In regard to the future of magazines as a whole, industry insiders will be closely following the success or failure of a glossy new monthly business magazine called Condé Nast Portfolio, which published its first issue in April.
"Portfolio is being held up as the last big example of whether an old-school print magazine launch can still make it," says Matthew Kinsman, managing editor of the industry journal Folio:. "Their fate will have a lot of impact on the rest of the magazine world."
Overall, there seems to be much less hand-wringing in the magazine industry compared with, say, the newspaper business. There's plenty of speculation that your local daily newspaper could vanish in 20 years or less, but no one is saying that People, Good Housekeeping, and National Geographic will go the way of Life and Look magazines.

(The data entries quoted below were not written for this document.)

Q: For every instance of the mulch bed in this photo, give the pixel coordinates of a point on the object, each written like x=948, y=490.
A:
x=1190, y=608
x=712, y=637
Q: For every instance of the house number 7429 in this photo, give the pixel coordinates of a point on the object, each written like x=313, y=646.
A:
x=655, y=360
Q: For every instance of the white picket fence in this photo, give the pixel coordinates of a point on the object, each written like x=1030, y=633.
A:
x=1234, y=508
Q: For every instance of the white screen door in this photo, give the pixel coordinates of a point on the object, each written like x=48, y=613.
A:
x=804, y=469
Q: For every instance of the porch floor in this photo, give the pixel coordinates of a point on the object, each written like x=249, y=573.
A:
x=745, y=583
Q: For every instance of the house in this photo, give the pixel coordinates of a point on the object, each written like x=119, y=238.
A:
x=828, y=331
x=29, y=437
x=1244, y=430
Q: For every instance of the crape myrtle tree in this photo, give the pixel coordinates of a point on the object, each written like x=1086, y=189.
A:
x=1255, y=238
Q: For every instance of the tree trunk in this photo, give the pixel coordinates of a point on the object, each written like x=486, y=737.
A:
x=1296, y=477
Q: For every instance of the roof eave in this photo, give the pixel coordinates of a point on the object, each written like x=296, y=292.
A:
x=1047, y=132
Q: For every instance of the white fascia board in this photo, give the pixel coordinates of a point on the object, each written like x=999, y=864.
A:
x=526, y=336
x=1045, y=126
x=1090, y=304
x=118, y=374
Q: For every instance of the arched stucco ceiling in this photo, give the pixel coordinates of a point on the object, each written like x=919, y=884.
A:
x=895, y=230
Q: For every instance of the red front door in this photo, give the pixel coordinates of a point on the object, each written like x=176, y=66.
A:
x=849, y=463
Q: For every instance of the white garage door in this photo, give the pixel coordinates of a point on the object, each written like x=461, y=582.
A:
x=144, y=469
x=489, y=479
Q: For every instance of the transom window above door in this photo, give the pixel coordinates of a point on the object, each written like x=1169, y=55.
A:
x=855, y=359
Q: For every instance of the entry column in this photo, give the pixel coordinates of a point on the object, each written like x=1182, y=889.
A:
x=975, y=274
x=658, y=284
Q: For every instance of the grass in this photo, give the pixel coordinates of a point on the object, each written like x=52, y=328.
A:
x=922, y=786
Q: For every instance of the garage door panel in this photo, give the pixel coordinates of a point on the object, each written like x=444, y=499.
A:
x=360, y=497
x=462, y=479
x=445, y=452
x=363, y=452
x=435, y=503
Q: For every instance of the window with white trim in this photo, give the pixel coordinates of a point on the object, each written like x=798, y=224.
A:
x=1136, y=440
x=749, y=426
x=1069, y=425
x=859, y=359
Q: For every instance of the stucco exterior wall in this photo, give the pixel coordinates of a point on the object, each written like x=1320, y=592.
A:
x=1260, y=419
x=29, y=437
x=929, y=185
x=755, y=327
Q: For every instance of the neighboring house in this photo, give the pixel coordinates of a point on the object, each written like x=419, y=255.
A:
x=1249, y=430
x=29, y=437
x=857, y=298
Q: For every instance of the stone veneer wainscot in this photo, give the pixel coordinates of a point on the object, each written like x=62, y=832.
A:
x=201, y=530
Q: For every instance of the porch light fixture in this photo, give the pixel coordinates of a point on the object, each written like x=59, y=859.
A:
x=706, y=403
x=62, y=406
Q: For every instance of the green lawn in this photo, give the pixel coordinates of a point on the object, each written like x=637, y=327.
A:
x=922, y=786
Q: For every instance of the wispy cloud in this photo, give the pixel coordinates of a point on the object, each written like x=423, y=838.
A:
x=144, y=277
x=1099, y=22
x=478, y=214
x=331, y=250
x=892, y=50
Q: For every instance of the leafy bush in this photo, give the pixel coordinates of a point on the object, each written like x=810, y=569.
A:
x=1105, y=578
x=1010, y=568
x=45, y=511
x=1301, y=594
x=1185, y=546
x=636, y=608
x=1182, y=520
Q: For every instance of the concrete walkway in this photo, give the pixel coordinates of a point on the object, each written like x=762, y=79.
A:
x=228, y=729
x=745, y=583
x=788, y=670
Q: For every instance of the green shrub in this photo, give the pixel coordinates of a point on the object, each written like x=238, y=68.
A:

People move from place to place and encounter different newspapers, but magazines remain longstanding parts of people's lives, says journalism professor David Sumner, coordinator of the magazine program at Ball State University in Muncie, Indiana. "People feel more of an emotional bond to magazines, particularly if they've been long-term subscribers," he says.
Then there's the simple pleasure of reading a long, fascinating story on the couch instead of in a desk chair, staring at a computer monitor. "The portability and convenience factor will ensure that print magazines will be around for a long time," Sumner predicts.
Labels: magazine industry
2 Comments:
actively shucking subscribers ???
Ya right, more like trying to put a positive spin on declining circulation numbers. Believe me they know their retention rate is dropping, and it is simply too expensive to improve it. So fewer readers are supposed to be somehow better readers??
How stupid do they expect media buyers to be?
In fact, there are several examples of magazines that "manage down" their subscriber base. Traditionally, because advertising agencies and media buyers are mesmerized by big and growing numbers, magazines paid a heavy price to keep their numbers up, often sourcing high cost - low retention names from some fairly iffy sources.
With the growth of cost of postage and printing, the balance has tipped so that it makes more sense to retreat closer to your core readership, the people who will stick with you because they like the magazine, rather than because they are being offered a sub too cheap to pass up and a tote bag.